Firefox 89 was released today. This release (again!) honors a character encoding declaration made via syntax that looks like an XML declaration used in text/html
(if there are no other character encoding declarations).
Before HTML parsing was specified, Internet Explorer did not support declaring the encoding of a text/html
document using the XML declaration syntax. However, Gecko, WebKit, and Presto did. Unfortunately, I didn’t realize that they did.

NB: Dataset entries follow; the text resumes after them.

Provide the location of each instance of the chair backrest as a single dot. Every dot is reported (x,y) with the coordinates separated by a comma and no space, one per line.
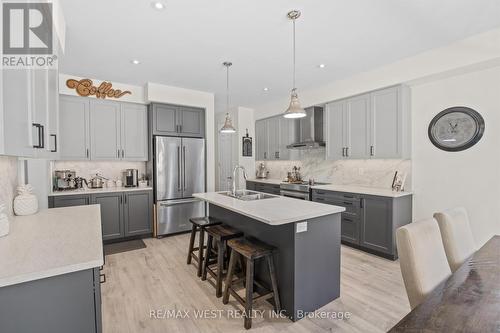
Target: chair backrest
(422,259)
(457,236)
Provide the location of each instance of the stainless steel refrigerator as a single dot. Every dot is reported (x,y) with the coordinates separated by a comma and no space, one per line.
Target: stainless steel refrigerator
(179,171)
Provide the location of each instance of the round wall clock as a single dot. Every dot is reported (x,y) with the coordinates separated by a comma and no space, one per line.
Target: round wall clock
(457,128)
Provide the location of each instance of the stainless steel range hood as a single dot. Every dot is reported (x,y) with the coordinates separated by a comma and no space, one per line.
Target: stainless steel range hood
(309,131)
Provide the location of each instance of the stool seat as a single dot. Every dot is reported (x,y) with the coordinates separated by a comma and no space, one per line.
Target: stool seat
(204,221)
(250,248)
(223,232)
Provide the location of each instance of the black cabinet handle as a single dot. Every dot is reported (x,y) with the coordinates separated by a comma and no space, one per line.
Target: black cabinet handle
(41,132)
(55,143)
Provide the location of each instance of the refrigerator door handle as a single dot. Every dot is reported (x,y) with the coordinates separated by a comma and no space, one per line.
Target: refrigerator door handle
(178,168)
(184,166)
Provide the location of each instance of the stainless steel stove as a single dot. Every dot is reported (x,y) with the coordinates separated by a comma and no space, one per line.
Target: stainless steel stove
(297,190)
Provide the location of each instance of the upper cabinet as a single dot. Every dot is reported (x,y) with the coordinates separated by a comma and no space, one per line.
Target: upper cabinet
(272,135)
(373,125)
(93,129)
(174,120)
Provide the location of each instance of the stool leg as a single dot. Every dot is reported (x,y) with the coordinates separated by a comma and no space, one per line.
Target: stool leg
(207,258)
(272,272)
(229,276)
(191,243)
(249,294)
(220,268)
(200,251)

When Hixie specified HTML parsing, consistent with IE, he didn’t make the spec sensitive to the XML declaration syntax in a particular way. I am unable to locate any discussion in the WHATWG mailing list archives about whether an encoding declaration made using the XML declaration syntax in text/html
should be honored when processing text/html
.
When I implemented the specified HTML parsing algorithm in Gecko, I also implemented the internal encoding declaration handling per specification. As a side effect, in Firefox 4, I removed Gecko’s support for the XML declaration syntax for declaring the character encoding in text/html
. I don’t recall this having been a knowingly-made decision: The rewrite just did strictly what the spec said.

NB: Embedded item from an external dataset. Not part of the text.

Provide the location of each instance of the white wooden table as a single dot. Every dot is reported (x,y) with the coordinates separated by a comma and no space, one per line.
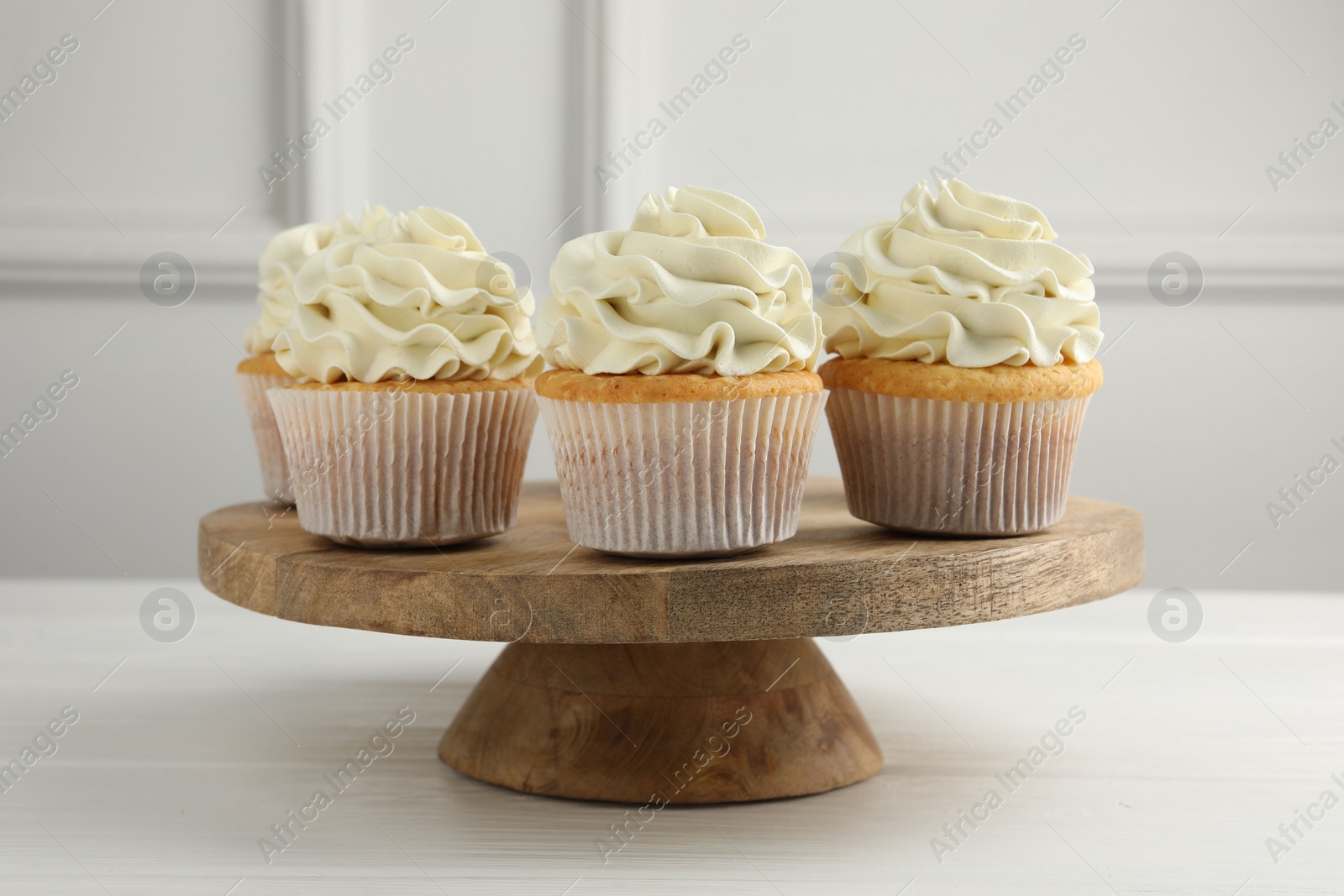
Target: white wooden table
(186,755)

When WebKit and Presto implemented the specified HTML parsing algorithm, they only implemented the tokenization and tree building parts and kept their old ways for handling character encoding declarations. That is, they continued to honor the XML declaration syntax for declaring the character encoding text/html
. I don’t recall the developers of the either engine raising this as a spec issue back then.

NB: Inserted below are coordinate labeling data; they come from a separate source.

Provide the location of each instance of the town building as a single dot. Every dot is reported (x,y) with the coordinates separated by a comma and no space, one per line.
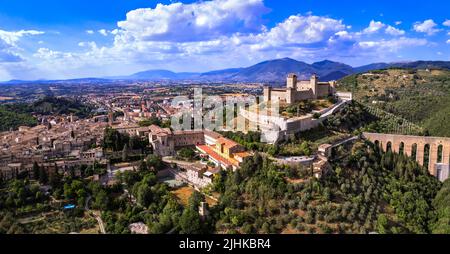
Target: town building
(298,90)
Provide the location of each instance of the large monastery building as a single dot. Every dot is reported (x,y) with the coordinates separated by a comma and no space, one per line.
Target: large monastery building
(298,90)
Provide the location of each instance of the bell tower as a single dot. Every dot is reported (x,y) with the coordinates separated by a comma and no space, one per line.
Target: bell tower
(292,81)
(314,86)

The closest to the issue getting raised as a spec issue was for the wrong reason, which made people push back instead of fixing the spec.
When Blink forked, it inherited WebKit’s behavior. When Microsoft switched from EdgeHTML to Blink, Gecko became the only actively-developed major engine not to support the XML declaration syntax for declaring the character encoding text/html
. Since unlabeled UTF-8 is not automatically detected, this became a Web compatibility issue with pages that declare UTF-8 but only using the XML declaration syntax (i.e. without a BOM, a meta, or HTTP-layer declaration as well).
And that’s why support for declaring the character encoding via the XML declaration syntax came to the HTML spec and back to Gecko.
When the majority of engines has a behavior, we should assume that content is authored with the expectation that that behavior exists, and we can’t rely on assuming that all content is tested with the engine that doesn’t have the behavior even if that engine has the majority market share.
(In general, the HTML parsing algorithm upheld IE behaviors a bit too much. I regret that I didn’t push for non-IE behavior in tokenization when a less-than sign is encountered inside a tag token.)
Instead of just trusting the spec, also check with other engines do.
If you aren’t willing to implement what the spec says, you should raise the issue of the standardization forum.
If an issue is raised for a bad reason, pay attention to if there is an adjacent issue that needs fixing for a good reason.
“We comply with the spec” is unlikely to be a winning response to a long-standing Web compatibilty bug.
If you want browsers not to do something, you should add Web Platform Tests that fail if they do.
In the polyglot discussion, Lachlan Hunt brought up a quirks mode angle to XML declation in text/html
: “The practice only died out after people started realising it triggered quirks mode in IE6. We have no reason to start introducing it again.”